Embarcou no primeiro trem para o nada.
Estava lotado de pernas, braços e mentes imprensadas. Não se importou. Quinze
minutos depois, um homem atrás dos óculos e do bigode o avisou da chegada à estação.
Andou sem rumo, quase arrependido de
dar ouvidos ao pássaro estúpido. De repente, deu de cara com um barranco.
Desceu aos tropeços e seguiu em frente pelo chão curvo e enlameado. Era o
caminho traçado para ele desde o início, agora o sabia. Levara uma hora e três
tombos até aquele momento, mas tudo seria esquecido e mesmo comemorado se, ao
final, encontrasse a resposta desejada.
Com uma pá na mão e uma obsessão na
mente, cavava, cavava e cavaria até o centro da Terra se preciso fosse. Isso
pensava, mas a realidade é sempre outra e o brilho sempre menor. Por isso,
sentou-se ao cair da última folha da árvore solitária e lamuriosa.
Caído também, naquele instante, viu
passar uma andorinha, como sombra da vida num segundo ilusório. Não tinha pés,
perdera-os numa armadilha do destino, espalhada aos montes pelo caminho.

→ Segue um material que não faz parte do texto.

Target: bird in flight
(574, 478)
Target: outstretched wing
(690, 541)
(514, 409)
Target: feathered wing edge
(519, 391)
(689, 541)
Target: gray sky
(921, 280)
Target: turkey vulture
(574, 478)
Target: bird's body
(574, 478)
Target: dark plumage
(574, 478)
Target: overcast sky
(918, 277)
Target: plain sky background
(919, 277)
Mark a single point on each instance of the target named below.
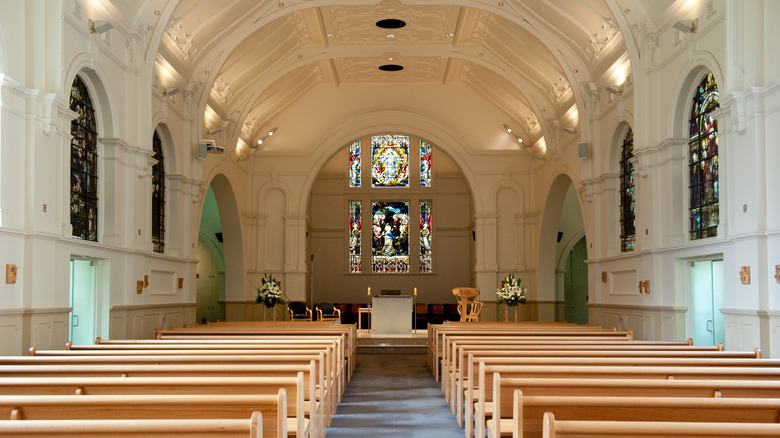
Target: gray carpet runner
(393, 395)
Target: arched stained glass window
(627, 195)
(158, 196)
(703, 161)
(83, 164)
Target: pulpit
(392, 314)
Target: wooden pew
(530, 410)
(297, 423)
(643, 429)
(616, 372)
(504, 390)
(314, 405)
(198, 428)
(469, 386)
(158, 406)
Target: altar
(392, 314)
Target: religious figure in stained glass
(703, 161)
(426, 236)
(158, 196)
(425, 164)
(390, 161)
(627, 195)
(83, 164)
(354, 164)
(390, 236)
(355, 228)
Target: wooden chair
(298, 311)
(469, 305)
(327, 312)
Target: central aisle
(393, 395)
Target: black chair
(298, 311)
(327, 312)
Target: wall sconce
(744, 274)
(99, 26)
(10, 274)
(685, 26)
(510, 132)
(615, 89)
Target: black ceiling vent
(391, 67)
(390, 23)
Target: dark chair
(421, 320)
(436, 314)
(298, 311)
(327, 312)
(451, 312)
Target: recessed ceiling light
(390, 23)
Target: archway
(220, 232)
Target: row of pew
(231, 379)
(535, 379)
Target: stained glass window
(158, 196)
(390, 237)
(354, 164)
(627, 195)
(703, 161)
(425, 164)
(426, 236)
(390, 161)
(83, 164)
(355, 228)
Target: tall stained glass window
(426, 236)
(425, 164)
(390, 161)
(158, 196)
(83, 164)
(390, 236)
(627, 195)
(703, 161)
(354, 164)
(355, 228)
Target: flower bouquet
(270, 294)
(511, 293)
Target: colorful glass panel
(158, 196)
(425, 164)
(390, 237)
(627, 195)
(354, 164)
(703, 161)
(83, 164)
(390, 161)
(426, 237)
(355, 229)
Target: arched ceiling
(249, 63)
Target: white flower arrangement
(270, 294)
(511, 292)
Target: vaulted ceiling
(535, 63)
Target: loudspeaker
(582, 151)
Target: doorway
(88, 302)
(707, 322)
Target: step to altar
(416, 342)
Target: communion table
(392, 314)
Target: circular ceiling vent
(391, 67)
(390, 23)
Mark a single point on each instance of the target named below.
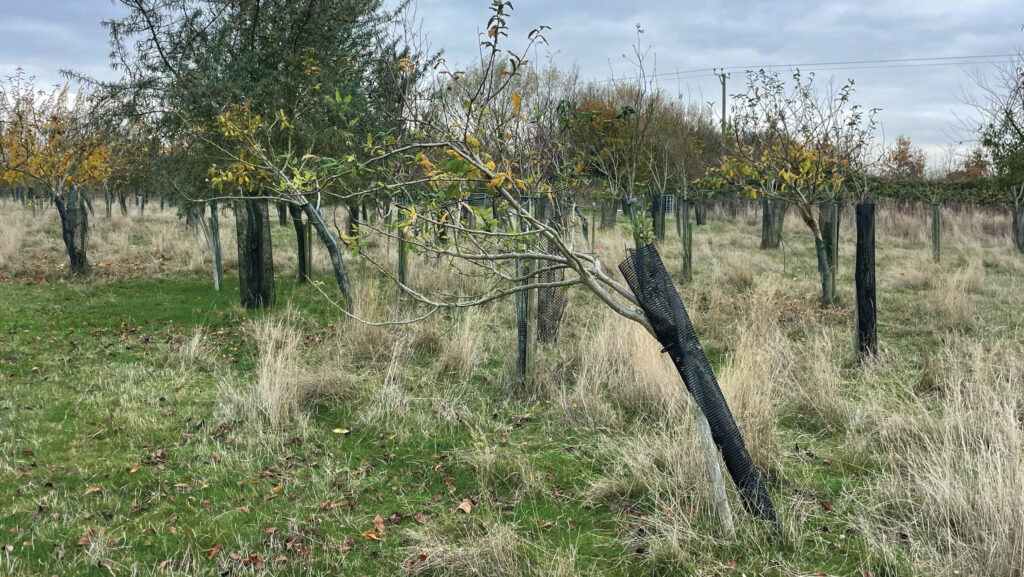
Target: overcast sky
(44, 36)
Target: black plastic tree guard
(651, 285)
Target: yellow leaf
(373, 535)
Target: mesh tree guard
(1018, 225)
(255, 253)
(866, 299)
(522, 306)
(74, 230)
(551, 301)
(650, 283)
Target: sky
(921, 101)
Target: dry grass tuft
(956, 487)
(491, 547)
(951, 295)
(463, 349)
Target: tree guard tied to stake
(652, 287)
(255, 253)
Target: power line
(842, 65)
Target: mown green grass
(115, 459)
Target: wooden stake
(715, 475)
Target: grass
(151, 426)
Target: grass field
(150, 425)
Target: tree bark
(609, 209)
(300, 240)
(824, 271)
(828, 218)
(1018, 225)
(657, 215)
(340, 273)
(700, 211)
(74, 231)
(687, 236)
(211, 231)
(772, 218)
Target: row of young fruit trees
(332, 107)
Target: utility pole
(722, 76)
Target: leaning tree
(469, 132)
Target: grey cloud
(44, 36)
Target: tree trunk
(609, 210)
(824, 271)
(402, 257)
(283, 210)
(218, 268)
(700, 211)
(75, 231)
(828, 218)
(866, 335)
(255, 253)
(657, 215)
(353, 219)
(211, 231)
(1018, 227)
(687, 236)
(772, 219)
(340, 274)
(300, 240)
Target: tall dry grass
(953, 479)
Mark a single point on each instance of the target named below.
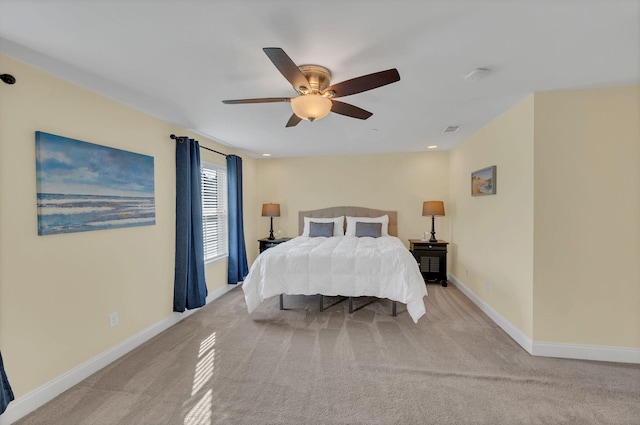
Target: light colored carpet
(223, 366)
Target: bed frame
(352, 212)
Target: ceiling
(177, 60)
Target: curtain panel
(237, 261)
(6, 393)
(190, 287)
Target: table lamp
(433, 208)
(271, 210)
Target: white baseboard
(518, 336)
(29, 402)
(551, 349)
(587, 352)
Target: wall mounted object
(82, 186)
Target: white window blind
(214, 211)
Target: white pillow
(351, 224)
(338, 224)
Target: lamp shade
(311, 107)
(432, 208)
(271, 210)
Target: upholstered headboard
(350, 211)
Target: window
(214, 210)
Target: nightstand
(270, 243)
(431, 258)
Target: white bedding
(344, 265)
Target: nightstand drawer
(270, 243)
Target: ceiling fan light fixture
(311, 107)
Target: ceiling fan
(315, 94)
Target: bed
(338, 264)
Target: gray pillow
(373, 230)
(320, 229)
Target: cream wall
(492, 235)
(386, 181)
(560, 241)
(587, 217)
(57, 291)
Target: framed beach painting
(82, 186)
(483, 182)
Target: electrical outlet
(113, 319)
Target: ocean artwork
(483, 182)
(83, 186)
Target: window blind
(214, 211)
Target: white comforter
(343, 265)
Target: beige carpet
(222, 366)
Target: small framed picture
(483, 182)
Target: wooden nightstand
(270, 243)
(431, 258)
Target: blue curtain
(6, 394)
(190, 288)
(238, 267)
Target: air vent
(452, 129)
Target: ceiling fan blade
(259, 100)
(349, 110)
(287, 67)
(293, 121)
(364, 83)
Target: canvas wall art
(483, 182)
(82, 186)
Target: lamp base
(433, 230)
(271, 237)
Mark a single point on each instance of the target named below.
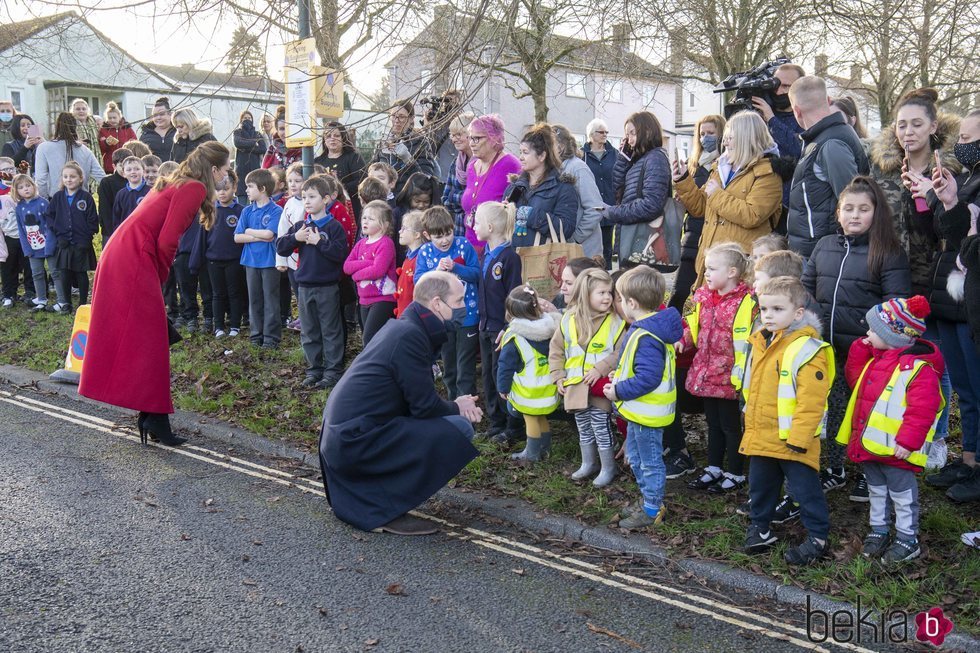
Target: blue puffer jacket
(632, 208)
(603, 169)
(555, 196)
(37, 238)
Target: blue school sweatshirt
(466, 267)
(321, 264)
(125, 202)
(73, 218)
(218, 244)
(37, 237)
(259, 254)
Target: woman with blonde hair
(452, 191)
(191, 132)
(708, 132)
(741, 199)
(128, 362)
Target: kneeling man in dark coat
(388, 440)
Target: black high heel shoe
(157, 425)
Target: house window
(612, 91)
(574, 85)
(646, 94)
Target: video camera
(758, 82)
(438, 106)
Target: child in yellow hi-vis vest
(891, 419)
(785, 387)
(643, 387)
(523, 378)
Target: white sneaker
(938, 455)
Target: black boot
(157, 425)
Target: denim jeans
(645, 449)
(945, 383)
(963, 364)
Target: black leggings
(724, 434)
(79, 280)
(373, 317)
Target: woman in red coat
(127, 358)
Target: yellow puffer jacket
(746, 209)
(761, 437)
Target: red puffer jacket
(923, 395)
(711, 370)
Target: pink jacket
(711, 370)
(372, 267)
(923, 395)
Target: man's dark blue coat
(384, 447)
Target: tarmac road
(108, 545)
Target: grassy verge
(259, 390)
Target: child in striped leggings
(581, 355)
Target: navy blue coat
(555, 196)
(602, 169)
(384, 447)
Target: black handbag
(173, 335)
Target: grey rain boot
(590, 463)
(535, 450)
(609, 468)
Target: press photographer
(766, 90)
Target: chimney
(856, 74)
(621, 36)
(820, 65)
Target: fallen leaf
(608, 633)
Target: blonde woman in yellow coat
(742, 198)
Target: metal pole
(304, 32)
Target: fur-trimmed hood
(887, 153)
(536, 330)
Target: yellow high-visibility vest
(797, 354)
(532, 391)
(656, 408)
(579, 360)
(887, 414)
(741, 330)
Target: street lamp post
(304, 32)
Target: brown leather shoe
(408, 526)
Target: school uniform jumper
(259, 261)
(459, 352)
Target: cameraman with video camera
(439, 113)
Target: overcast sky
(153, 37)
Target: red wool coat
(710, 374)
(923, 395)
(127, 358)
(123, 134)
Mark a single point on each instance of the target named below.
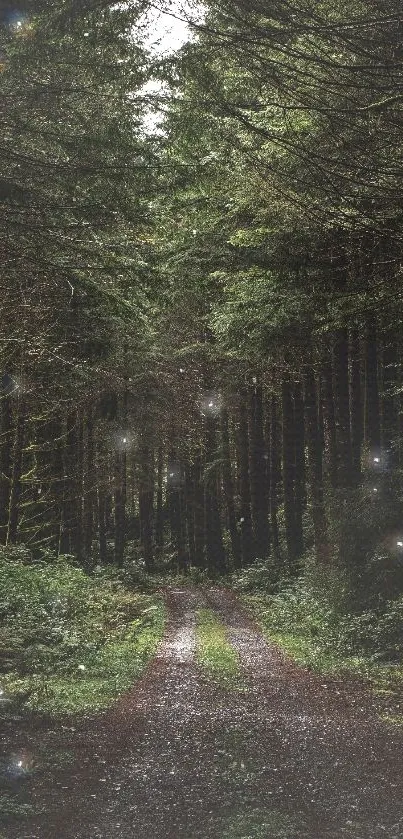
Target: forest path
(290, 756)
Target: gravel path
(291, 756)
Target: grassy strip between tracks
(214, 652)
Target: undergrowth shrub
(58, 624)
(318, 608)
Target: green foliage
(366, 532)
(311, 618)
(214, 652)
(260, 576)
(68, 641)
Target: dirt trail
(290, 757)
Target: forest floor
(280, 753)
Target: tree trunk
(213, 528)
(199, 513)
(244, 482)
(300, 469)
(89, 490)
(16, 474)
(288, 450)
(372, 409)
(315, 468)
(342, 403)
(356, 407)
(229, 495)
(258, 481)
(329, 418)
(146, 504)
(6, 430)
(159, 520)
(275, 475)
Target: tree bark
(229, 492)
(244, 482)
(342, 404)
(258, 481)
(315, 468)
(356, 407)
(15, 492)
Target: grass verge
(70, 643)
(315, 653)
(214, 651)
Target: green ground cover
(70, 642)
(214, 651)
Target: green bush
(260, 576)
(68, 638)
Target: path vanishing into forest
(289, 755)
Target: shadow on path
(290, 757)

Doía-lhe pensar na crueldade dos homens, doía-lhe pensar no seu próprio
egoísmo, que ia apagando aos poucos essa imagem para se preocupar consigo mesmo
mais sossegadamente.
Refeito do cansaço abandonou qualquer
remorso e retornou à sua missão: cavou, cavou, recavou e concluiu que não havia
nada ali, senão lama, lama, lama. Sentiu-se traído por seu sonho... tão real.
Viu-se só, sem estrela e sem galáxia,
no silêncio da noite eterna, até ouvir as batidas de um coração e o grito da
ave. Levantou-se para correr na direção do som, que não era outra senão o ponto
em que começara a cavar. Fez das mãos conchas, e das conchas enterradas na
terra, surgiu sua verdade, seu segredo, eram os pés tortos da andorinha.